Namun dalam kasus ini, setelah melihat data arus laut, bagian gunung es yang seperti jari tampaknya tumpang tindih satu bagian dari arus yang lebih kuat dari bagian lain, jadi masuk akal untuk menduga ketegangan yang cukup di sepanjang gunung es.
Para peneliti berteori bahwa peristiwa kerusakan kedua dipicu oleh "geser arus laut" dan bahwa perubahan arus menyebabkan sebagian gunung es terlepas.
Untuk menguji teori mereka sendiri, mereka melihat bagaimana kekuatan luar seperti arus laut dan angin dapat berdampak pada gunung es.
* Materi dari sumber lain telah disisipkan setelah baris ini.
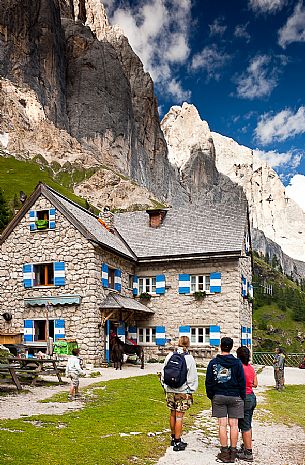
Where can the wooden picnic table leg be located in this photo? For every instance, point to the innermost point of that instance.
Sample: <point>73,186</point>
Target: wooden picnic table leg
<point>15,378</point>
<point>57,371</point>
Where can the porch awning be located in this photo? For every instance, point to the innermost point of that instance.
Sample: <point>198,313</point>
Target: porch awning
<point>113,301</point>
<point>59,300</point>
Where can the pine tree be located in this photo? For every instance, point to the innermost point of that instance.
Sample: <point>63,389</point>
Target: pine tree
<point>4,211</point>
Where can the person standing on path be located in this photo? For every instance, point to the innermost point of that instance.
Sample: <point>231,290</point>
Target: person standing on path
<point>226,387</point>
<point>279,365</point>
<point>245,424</point>
<point>73,371</point>
<point>179,399</point>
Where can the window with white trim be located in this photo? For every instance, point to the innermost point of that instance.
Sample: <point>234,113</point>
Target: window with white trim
<point>200,283</point>
<point>146,335</point>
<point>200,335</point>
<point>147,285</point>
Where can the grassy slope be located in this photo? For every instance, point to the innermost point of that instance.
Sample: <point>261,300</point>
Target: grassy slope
<point>134,404</point>
<point>273,326</point>
<point>17,175</point>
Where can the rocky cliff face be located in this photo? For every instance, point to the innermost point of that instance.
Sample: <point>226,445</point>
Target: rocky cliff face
<point>271,211</point>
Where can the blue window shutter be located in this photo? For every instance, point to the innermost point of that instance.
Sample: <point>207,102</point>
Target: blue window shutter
<point>249,336</point>
<point>135,289</point>
<point>59,329</point>
<point>33,218</point>
<point>132,333</point>
<point>185,331</point>
<point>250,290</point>
<point>121,331</point>
<point>28,330</point>
<point>244,286</point>
<point>160,284</point>
<point>59,273</point>
<point>104,275</point>
<point>52,213</point>
<point>117,280</point>
<point>28,276</point>
<point>160,336</point>
<point>214,335</point>
<point>243,336</point>
<point>215,282</point>
<point>184,283</point>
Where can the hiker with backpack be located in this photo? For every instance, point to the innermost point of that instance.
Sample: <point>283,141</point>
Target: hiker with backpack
<point>226,387</point>
<point>180,380</point>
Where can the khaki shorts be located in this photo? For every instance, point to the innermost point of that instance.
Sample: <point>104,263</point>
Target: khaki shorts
<point>178,401</point>
<point>74,380</point>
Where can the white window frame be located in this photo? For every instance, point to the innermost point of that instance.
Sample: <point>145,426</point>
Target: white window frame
<point>147,334</point>
<point>197,286</point>
<point>198,332</point>
<point>147,284</point>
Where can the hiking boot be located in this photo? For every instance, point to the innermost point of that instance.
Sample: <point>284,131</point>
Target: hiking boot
<point>179,446</point>
<point>182,442</point>
<point>245,454</point>
<point>224,455</point>
<point>233,454</point>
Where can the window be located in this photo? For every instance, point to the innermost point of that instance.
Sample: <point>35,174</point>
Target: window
<point>146,335</point>
<point>43,274</point>
<point>111,280</point>
<point>200,335</point>
<point>147,285</point>
<point>200,283</point>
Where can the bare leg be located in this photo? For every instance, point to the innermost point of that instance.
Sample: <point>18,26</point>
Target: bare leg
<point>233,423</point>
<point>223,436</point>
<point>247,439</point>
<point>178,424</point>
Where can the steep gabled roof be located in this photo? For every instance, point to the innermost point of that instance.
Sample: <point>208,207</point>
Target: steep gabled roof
<point>213,230</point>
<point>85,221</point>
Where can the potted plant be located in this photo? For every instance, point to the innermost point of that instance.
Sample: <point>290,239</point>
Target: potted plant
<point>199,295</point>
<point>145,296</point>
<point>42,224</point>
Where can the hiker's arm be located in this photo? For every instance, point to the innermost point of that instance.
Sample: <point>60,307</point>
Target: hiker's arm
<point>209,382</point>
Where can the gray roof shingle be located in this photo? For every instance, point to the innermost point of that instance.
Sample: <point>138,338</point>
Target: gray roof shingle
<point>215,228</point>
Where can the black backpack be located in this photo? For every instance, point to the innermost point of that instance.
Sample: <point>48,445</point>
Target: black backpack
<point>175,371</point>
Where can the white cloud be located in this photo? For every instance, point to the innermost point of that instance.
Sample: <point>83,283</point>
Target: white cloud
<point>158,32</point>
<point>275,159</point>
<point>280,126</point>
<point>294,29</point>
<point>260,78</point>
<point>211,60</point>
<point>296,190</point>
<point>241,32</point>
<point>267,6</point>
<point>217,28</point>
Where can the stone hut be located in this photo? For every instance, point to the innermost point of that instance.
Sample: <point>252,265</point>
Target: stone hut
<point>147,276</point>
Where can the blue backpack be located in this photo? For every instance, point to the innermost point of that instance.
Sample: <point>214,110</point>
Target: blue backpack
<point>175,371</point>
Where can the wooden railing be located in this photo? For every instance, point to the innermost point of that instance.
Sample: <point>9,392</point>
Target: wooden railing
<point>266,358</point>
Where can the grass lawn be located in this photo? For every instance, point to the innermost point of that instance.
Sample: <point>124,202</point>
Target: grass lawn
<point>288,406</point>
<point>81,437</point>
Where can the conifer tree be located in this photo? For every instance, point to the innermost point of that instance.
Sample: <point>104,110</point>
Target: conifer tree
<point>4,211</point>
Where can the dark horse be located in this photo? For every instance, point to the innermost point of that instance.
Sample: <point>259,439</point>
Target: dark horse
<point>118,348</point>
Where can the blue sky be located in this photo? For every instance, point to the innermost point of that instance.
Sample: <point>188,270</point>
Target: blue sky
<point>240,62</point>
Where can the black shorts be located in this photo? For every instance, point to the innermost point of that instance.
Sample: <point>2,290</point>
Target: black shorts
<point>227,406</point>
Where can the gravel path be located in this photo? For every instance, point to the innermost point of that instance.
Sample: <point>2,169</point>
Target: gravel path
<point>274,444</point>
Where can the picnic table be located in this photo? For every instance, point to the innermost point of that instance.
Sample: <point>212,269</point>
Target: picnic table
<point>32,367</point>
<point>7,369</point>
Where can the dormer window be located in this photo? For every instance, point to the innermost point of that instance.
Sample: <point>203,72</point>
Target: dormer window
<point>42,219</point>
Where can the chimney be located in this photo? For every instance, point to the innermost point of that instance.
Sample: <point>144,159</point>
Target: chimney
<point>106,218</point>
<point>156,217</point>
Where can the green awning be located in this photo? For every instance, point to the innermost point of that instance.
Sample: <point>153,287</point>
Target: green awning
<point>59,300</point>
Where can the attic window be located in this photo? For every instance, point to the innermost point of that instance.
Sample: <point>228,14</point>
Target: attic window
<point>156,217</point>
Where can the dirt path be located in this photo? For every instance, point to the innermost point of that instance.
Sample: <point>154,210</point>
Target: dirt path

Membuat simulasi A86a menggunakan model yang disebut Kinematic Iceberg Dynamics (iKID).
Mereka menemukan bahwa ketika (gunung es) diposisikan menjadi arus yang sangat kuat versus arus lain yang sangat lemah, ikatan antara partikel akan putus, dan dapat memodelkan patahan gunung yang sebenarnya.
Dengan mempelajari retaknya A68a, Huth dan timnya percaya bahwa "peran gunung es bermain di sistem bumi" dan bagaimana mereka berinteraksi dengan kekuatan luar.
Baca Juga: Janda di Negara Ini Harus Bakar Diri Demi Jaga Kehormatan, Mati dengan Mayat Suami
Gunung es mewakili sekitar 50 persen dari hilangnya massa es Antartika, yang terjadi ketika terlepas dari lapisan es.
"Saat mereka hanyut, mereka menyimpan air lelehan jauh dari lapisan. Ini dapat mempengaruhi sirkulasi laut dengan membuat stratifikasi kolom air dan pada dasarnya dapat menyuburkan lautan dengan besi karena mereka adalah sumber sedimen dari Antartika, yang dapat menyebabkan peningkatan dalam fitoplankton,” kata Huth.
Mengutip Detik.com, pada November 2020 lalu juga terpantau retak dan retakannya itu terus memanjang sampai akhirnya benar-benar terbelah.
Gunung es berukuran raksasa terbelah dari lapisan es Brunt Ice Shelf di Antartika, tidak jauh dari markas penelitian negara Inggris, British Antartic Suvey (BAS). Besarnya diestimasi 1.270 kilometer persegi, sekitar dua kali ukuran DKI Jakarta dan tebalnya 150 meter. (C)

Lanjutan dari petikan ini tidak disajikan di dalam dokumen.